The Taichung City Government is drafting a bylaw to reduce greenhouse gas emissions, with the changes set to affect a major coal-fired power plant and a steelmaker in the city.
The bylaw would cap greenhouse gas emissions in the city, with plants and factories that emit more than 5 million tonnes of greenhouse gases required to submit an emissions reduction plan to the city government, the Taichung Environmental Protection Bureau said on Monday.
The Taichung Power Plant, the world’s largest coal-fired power plant and the largest carbon dioxide emitter in the global power industry, and Dragon Steel Corp, a subsidiary of the nation’s largest steelmaker, China Steel Corp, would be the among the first two regulated entities, the bureau said.
Currently, companies’ carbon emissions are monitored individually based on an application/approval system. The proposed bylaw aims to reinforce pollution source management by setting an overall emissions limit, the bureau said.
Regulated entities will be required to submit a report detailing the types of pollutants discharged and emission volumes, as well as an emissions reduction program, which would be reviewed by the city government before implementation, the bureau said.

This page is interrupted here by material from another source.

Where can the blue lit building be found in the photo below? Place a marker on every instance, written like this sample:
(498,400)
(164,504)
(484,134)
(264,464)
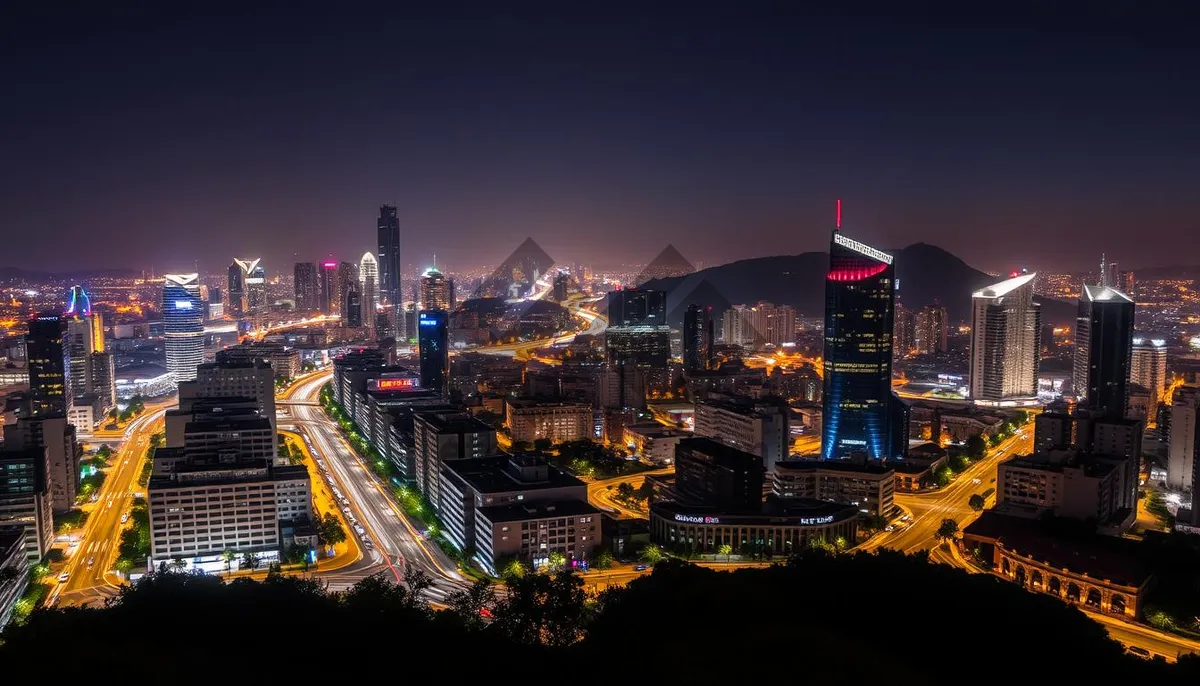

Implementation of the bylaw would cover entities in the Port of Taichung, industrial parks, science parks and export processing zones in the city.
The port is the most polluted area in the city: It is the site of the Taichung Power Plant and Dragon Steel, and as more heavy polluters moved in, the port’s administration plans to cap the emission volume in the area and admit only low-emission factories in the future to minimize their environmental impact, the bureau said.
Dragon Steel last month announced a NT$9 billion (US$270.33 million) project to construct enclosed depositories to store bituminous coal to curb fly ash and PM2.5 — airborne pollutants measuring less than 2.5 micrometers — emissions following the passage of a city statute that stipulates such coal must be stored in an enclosed environment.
Taiwan Power Co (Taipower), operator of the Taichung Power Plant, said on Thursday last week that it would also construct three such depositories that could accommodate more than 500,000 tonnes as part of its emissions reduction plan.
Taipower said it is able to store more coal than Dragon Steel, given its current storage space of 68 hectares that can accommodate 2.28 million tonnes.
The three additional depositories would cost about NT$6 billion each, and the first stage of the project is expected to commence in 2018 and be completed in 2021, it said.